La fabbrica dei bambini

Sono al mare, in un posto senza tv e linea per i cellulari. Un luogo antico, immerso nella macchia mediterranea a due passi dalla battigia. Quindi seguo solo a sprazzi, grazie a Facebook, la polemica sul fertily day. Mi viene da pensare come questa non sia che un’altra conseguenza della globalizzazione. Il lavoro in Italia costava troppo e godeva di eccessive garanzie rispetto ad altri paesi concorrenti sul mercato globale, perciò bisognava metterci mano per restare competitivi, come dicono loro. Anche i figli, da questa parte del mondo, costano troppo. Le coppie hanno l’assurda pretesa di chiedere un reddito dignitoso e un sostegno prima di imbarcarsi in questa avventura.
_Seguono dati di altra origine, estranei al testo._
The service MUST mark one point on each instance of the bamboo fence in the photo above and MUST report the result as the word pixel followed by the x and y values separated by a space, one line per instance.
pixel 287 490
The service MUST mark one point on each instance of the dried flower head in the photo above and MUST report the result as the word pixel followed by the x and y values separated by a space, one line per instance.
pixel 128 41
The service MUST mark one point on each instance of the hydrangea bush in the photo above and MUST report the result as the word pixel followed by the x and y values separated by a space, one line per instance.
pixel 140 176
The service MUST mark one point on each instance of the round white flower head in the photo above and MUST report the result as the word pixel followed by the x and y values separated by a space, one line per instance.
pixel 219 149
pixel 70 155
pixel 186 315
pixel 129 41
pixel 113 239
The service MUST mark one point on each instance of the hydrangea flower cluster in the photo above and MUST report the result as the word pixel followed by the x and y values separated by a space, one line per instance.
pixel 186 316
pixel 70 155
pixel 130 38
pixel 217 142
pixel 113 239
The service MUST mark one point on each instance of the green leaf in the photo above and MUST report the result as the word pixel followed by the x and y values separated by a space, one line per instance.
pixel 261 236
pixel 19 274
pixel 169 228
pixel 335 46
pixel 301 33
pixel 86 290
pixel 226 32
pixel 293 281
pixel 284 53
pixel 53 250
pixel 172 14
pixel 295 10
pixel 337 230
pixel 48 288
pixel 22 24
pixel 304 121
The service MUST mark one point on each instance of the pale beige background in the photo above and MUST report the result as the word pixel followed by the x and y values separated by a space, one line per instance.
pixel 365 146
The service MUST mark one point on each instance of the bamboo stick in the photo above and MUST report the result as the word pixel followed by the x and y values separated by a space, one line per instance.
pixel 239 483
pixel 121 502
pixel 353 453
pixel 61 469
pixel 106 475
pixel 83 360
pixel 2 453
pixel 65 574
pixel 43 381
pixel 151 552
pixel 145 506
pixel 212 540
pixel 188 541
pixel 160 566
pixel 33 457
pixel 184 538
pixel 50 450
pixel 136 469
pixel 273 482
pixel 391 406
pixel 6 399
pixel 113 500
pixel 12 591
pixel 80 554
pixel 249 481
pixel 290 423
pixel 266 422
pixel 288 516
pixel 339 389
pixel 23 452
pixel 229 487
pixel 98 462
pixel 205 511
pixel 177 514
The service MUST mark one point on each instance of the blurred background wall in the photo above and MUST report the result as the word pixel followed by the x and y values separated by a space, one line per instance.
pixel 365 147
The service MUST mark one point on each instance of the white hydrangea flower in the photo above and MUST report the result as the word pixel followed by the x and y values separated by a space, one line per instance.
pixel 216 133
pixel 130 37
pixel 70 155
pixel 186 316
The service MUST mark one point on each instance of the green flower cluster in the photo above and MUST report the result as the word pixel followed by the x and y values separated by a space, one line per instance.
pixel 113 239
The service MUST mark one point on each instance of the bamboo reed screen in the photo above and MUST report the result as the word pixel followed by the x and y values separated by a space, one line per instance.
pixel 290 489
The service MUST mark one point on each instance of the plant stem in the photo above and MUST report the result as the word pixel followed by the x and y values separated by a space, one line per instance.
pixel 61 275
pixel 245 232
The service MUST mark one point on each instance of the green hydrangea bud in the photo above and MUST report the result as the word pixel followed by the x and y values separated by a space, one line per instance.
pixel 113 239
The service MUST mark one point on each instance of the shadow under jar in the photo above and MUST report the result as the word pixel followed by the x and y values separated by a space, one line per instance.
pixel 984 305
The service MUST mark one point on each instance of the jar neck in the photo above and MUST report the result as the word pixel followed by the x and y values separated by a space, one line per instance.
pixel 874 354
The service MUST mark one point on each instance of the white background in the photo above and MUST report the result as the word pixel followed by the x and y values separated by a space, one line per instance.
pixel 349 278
Da altre parti del mondo basta una capanna nel deserto o una baracca fatta con le lamiere di vecchi bidoni per sfornarne a decine di bambini. A conti fatti conviene di più importarli già cresciuti questi benedetti giovani. Anche su questo non siamo più competitivi. Nonostante le buone intenzioni e le geniali trovate di qualche nostro governante, ormai è evidente che anche i nostri figli sono fuori mercato e il brand della “stirpe italica” pare destinato all’estinzione. Anzi, per usare i termini appropriati, al fallimento.